Stephanie McGrath, a Halifax-based web developer and entertainment freelancer, says magazines and newspapers are coming around to the idea.
“More traditional publications are realizing that blogs, and Twitter feeds, and Flickr photo streams, and YouTube videos are a way to generate content at a relatively low price,” she says. ”You already do see a Twitter stream on People[.com]. I think you’ll start to see them featuring bloggers more prominently.”
CTV’s eTalk hired blogger Lainey Lui in 2006 as a special correspondent. What began as an email newsletter recapping celebrity gossip turned into a blog, Laineygossip.com, voted one of Entertainment Weekly’s top 100 sites to bookmark and a rising career in reporting.
But if the online version of a magazine already has writers why should it hire bloggers who are, by definition, people who write for the web? Because good web writing requires a skill set some journalists haven’t honed, says Mcgrath.
“It used to be that there would be a web editor for a newspaper and it would be one person taking copy from a newspaper and slapping it up online,” she says. “That doesn’t cut it anymore. It’s about putting just as much editorial focus online as you would have in the past on print and putting your best people on the web instead of making it an afterthought.”

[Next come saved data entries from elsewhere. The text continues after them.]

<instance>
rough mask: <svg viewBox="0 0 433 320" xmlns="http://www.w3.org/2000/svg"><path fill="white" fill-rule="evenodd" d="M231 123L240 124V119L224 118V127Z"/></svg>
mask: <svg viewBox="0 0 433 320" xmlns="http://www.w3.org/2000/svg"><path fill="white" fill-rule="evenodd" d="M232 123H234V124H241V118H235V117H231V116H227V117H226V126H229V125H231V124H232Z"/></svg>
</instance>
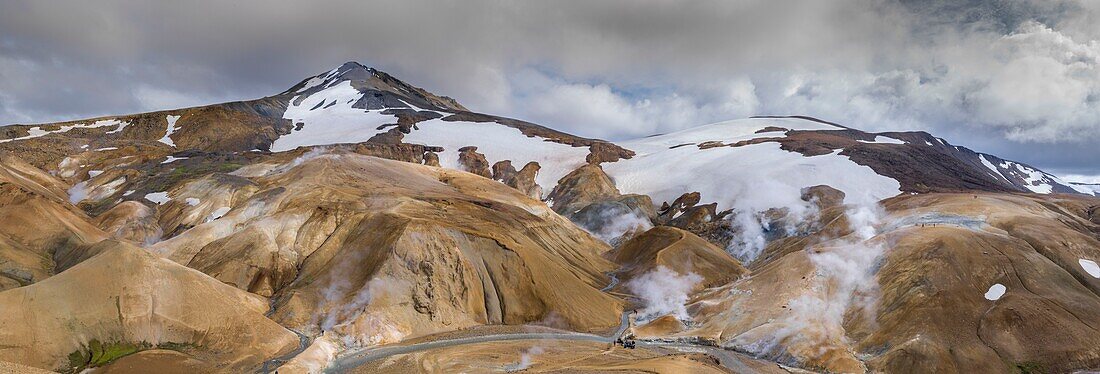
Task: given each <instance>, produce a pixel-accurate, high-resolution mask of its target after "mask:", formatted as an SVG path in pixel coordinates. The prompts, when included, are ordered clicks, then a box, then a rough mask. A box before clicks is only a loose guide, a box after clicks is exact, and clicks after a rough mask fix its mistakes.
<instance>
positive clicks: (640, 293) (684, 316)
mask: <svg viewBox="0 0 1100 374" xmlns="http://www.w3.org/2000/svg"><path fill="white" fill-rule="evenodd" d="M700 282H703V277H702V276H700V275H698V274H695V273H687V274H680V273H676V272H675V271H672V270H670V268H668V267H664V266H657V268H654V270H652V271H649V272H648V273H646V274H642V275H641V276H638V277H636V278H634V279H630V282H627V283H626V287H627V289H629V290H630V293H632V294H635V295H637V296H638V297H639V298H641V300H642V301H643V303H645V304H646V307H645V308H643V309H641V311H639V315H638V321H639V322H643V321H649V320H651V319H653V318H657V317H661V316H667V315H672V316H673V317H675V318H678V319H680V320H682V321H684V320H690V319H691V317H690V316H689V315H687V307H686V306H685V304H686V303H687V296H689V294H690V293H691V290H692V289H693V288H694V287H695V285H696V284H698V283H700Z"/></svg>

Short and snappy pieces that grab readers’ attention adorn the glittering homepages of the most-read blogs. Mainstream media should take heed; staying current, after all, is the business they’re in.
“I wouldn’t say Perez (Hilton) is a great writer but he can write a headline that gets you,” says McGrath. “He’s the flavour right now. People have always wanted a personalized, editorialized column kind of feel to a certain amount of their information and that’s really what a blog is – it’s an op-ed piece.”
That’s what keeps readers coming back for more.
“We have a much more personal thing,” says Zack Taylor. He knows even the naysayers are drawn by some connection between the author and audience. “I love when people hate on the blog. If someone’s going to write negative comments it means they’re passionate about it anyway.”
Regardless of criticism and arguments to the contrary, Taylor is proud of what he does and says his job is absolutely rooted in journalism.
“Blogs report on what’s happening,” he says. “That’s the definition of journalism. It’s a 24 hour business. It’s a lot of work and a hectic workday.”
Though a professional grudge exists between journalists and bloggers, Oliver Jones can appreciate their success in a struggling industry.
“Listen,” he says, “any way that you can pull off doing something that you like, something as absurd as writing about pop culture and famous people and make a living doing it, I’m impressed.”